The result file resolved.xml is a copy of the input file bookfile.xml but with the XIncludes resolved. You can validate resolved.xml as a second step. The XInclude fallback feature is implemented in xmllint, as is the XPointer syntax that is supported in xsltproc.

Using XIncluder in XOM to resolve XIncludes

If you want a Java tool to preprocess XIncludes, you can try XIncluder written by Elliotte Rusty Harold. An earlier standalone version was available at ftp://ftp.ibiblio.org/pub/languages/java/javafaq/, but the latest version is part of his XOM package available at http://www.ibiblio.org/xml/XOM/. The package supports the xpointer attribute for selecting content, and includes several tools for integrating the engine into applications. But if you just want to resolve a document so you can validate or process it, you can use a command like the following:

Resolve XIncludes:
java \
    -cp "xom-1.0b8.jar:xom-samples.jar" \
    nu.xom.samples.XIncludeDriver \
    bookfile.xml  >  resolved.xml

Process the resolved file:
java  com.icl.saxon.StyleSheet  resolved.xml \
      docbook-xsl/html/chunk.xsl  base.dir="htmlout/"

You need to specify the CLASSPATH to include the xom-version.jar file from the distribution, as well as the xom-samples.jar file. This example uses the -cp option to specify the CLASSPATH. On Windows systems, replace the colon in the CLASSPATH with a semicolon.

The result file resolved.xml is a copy of the input file bookfile.xml but with the XIncludes resolved. You can validate resolved.xml as a second step. The current version of XIncluder in XOM implements almost all the features of XInclude, including the fallback feature and selection of content using the xpointer attribute (but not the xpointer() scheme within the attribute).

Using an XSL-FO processor with XIncludes

If you are generating print output from your DocBook files, you may be using one of the convenience scripts that are supplied with the XSL-FO processor. These convenience scripts can perform the XSLT transformation to XSL-FO and convert that to PDF in one step. They are described in the section “Installing an XSL-FO processor”.

The convenience scripts as they ship are not configured to use an XInclude-aware processor to perform the XSLT transformation to XSL-FO format. Because they do not resolve the XInclude elements before the transformation, the stylesheet will report errors that it has no template to handle xi:include elements.

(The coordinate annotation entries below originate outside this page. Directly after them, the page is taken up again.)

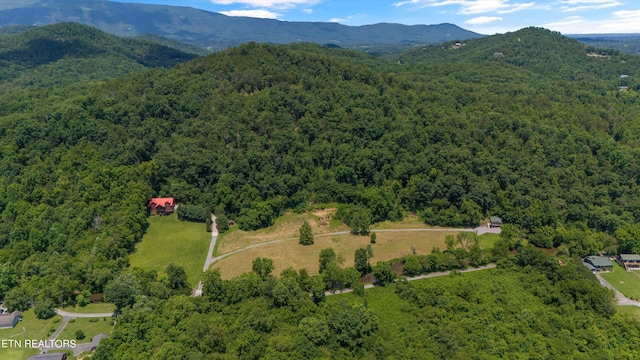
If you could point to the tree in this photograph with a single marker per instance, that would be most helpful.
(44, 309)
(359, 220)
(327, 256)
(83, 298)
(412, 266)
(383, 273)
(122, 290)
(316, 330)
(262, 266)
(351, 325)
(213, 285)
(467, 239)
(222, 222)
(306, 234)
(361, 262)
(177, 279)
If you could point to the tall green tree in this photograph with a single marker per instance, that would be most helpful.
(306, 234)
(361, 262)
(383, 273)
(262, 266)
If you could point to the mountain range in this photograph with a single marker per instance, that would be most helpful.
(216, 31)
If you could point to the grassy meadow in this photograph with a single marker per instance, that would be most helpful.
(285, 227)
(389, 245)
(90, 326)
(169, 240)
(627, 282)
(91, 308)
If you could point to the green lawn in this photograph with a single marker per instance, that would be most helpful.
(30, 328)
(91, 308)
(169, 240)
(627, 282)
(90, 326)
(487, 241)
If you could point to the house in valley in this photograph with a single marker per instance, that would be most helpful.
(161, 206)
(629, 261)
(495, 221)
(8, 321)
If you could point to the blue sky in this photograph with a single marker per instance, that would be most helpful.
(482, 16)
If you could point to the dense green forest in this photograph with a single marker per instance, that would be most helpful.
(530, 307)
(525, 126)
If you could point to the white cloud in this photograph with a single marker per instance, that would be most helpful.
(593, 6)
(481, 20)
(468, 7)
(518, 7)
(624, 21)
(264, 14)
(268, 4)
(348, 18)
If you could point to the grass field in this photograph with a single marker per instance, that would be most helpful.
(627, 282)
(91, 308)
(291, 254)
(487, 241)
(169, 240)
(30, 328)
(90, 326)
(285, 227)
(411, 221)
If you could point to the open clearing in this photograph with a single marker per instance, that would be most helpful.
(91, 308)
(34, 329)
(169, 240)
(389, 245)
(90, 326)
(627, 282)
(285, 227)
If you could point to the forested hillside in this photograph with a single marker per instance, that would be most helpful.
(526, 126)
(69, 53)
(530, 308)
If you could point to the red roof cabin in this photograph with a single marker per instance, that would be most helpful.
(161, 206)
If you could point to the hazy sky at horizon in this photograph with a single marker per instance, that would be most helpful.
(482, 16)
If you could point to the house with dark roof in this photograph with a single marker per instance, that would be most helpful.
(96, 340)
(161, 206)
(8, 321)
(53, 356)
(629, 261)
(598, 263)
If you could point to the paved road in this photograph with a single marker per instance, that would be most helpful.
(77, 315)
(214, 237)
(66, 316)
(622, 300)
(419, 277)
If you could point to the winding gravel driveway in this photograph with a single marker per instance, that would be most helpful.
(622, 300)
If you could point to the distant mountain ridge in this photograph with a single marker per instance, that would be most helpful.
(214, 30)
(70, 52)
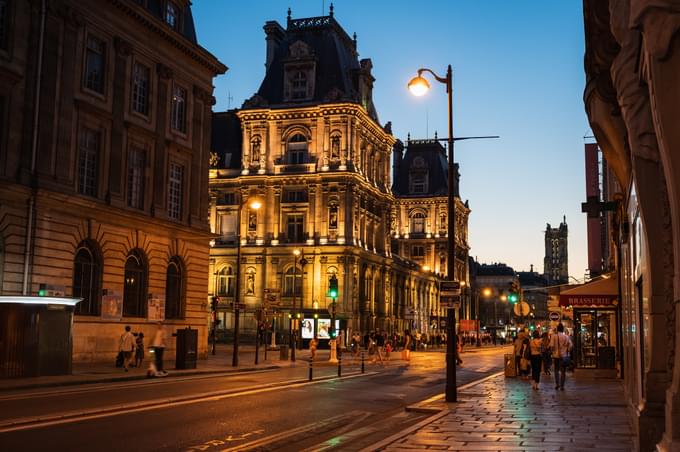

If the convenience script is in an editable form, and if you understand its scripting language, then you can modify it to use an XInclude-aware XSLT processor in the first step. If you do that, then you will have to remember to repeat the process each time the XSL-FO processor and convenience script is updated. Fortunately, the convenience scripts do not have to perform the XSLT transformation step; they can be used to just convert the XSL-FO to PDF.

The easiest solution is to break the processing into two steps. First use an XInclude-aware processor to generate the XSL-FO file, and then process that file with the convenience script supplied by your XSL-FO processor. That scheme lets you choose any of the XInclude processors described earlier, choosing the one that best meets your needs. It also avoids having to understand and edit the convenience script to splice in an XInclude-aware processor.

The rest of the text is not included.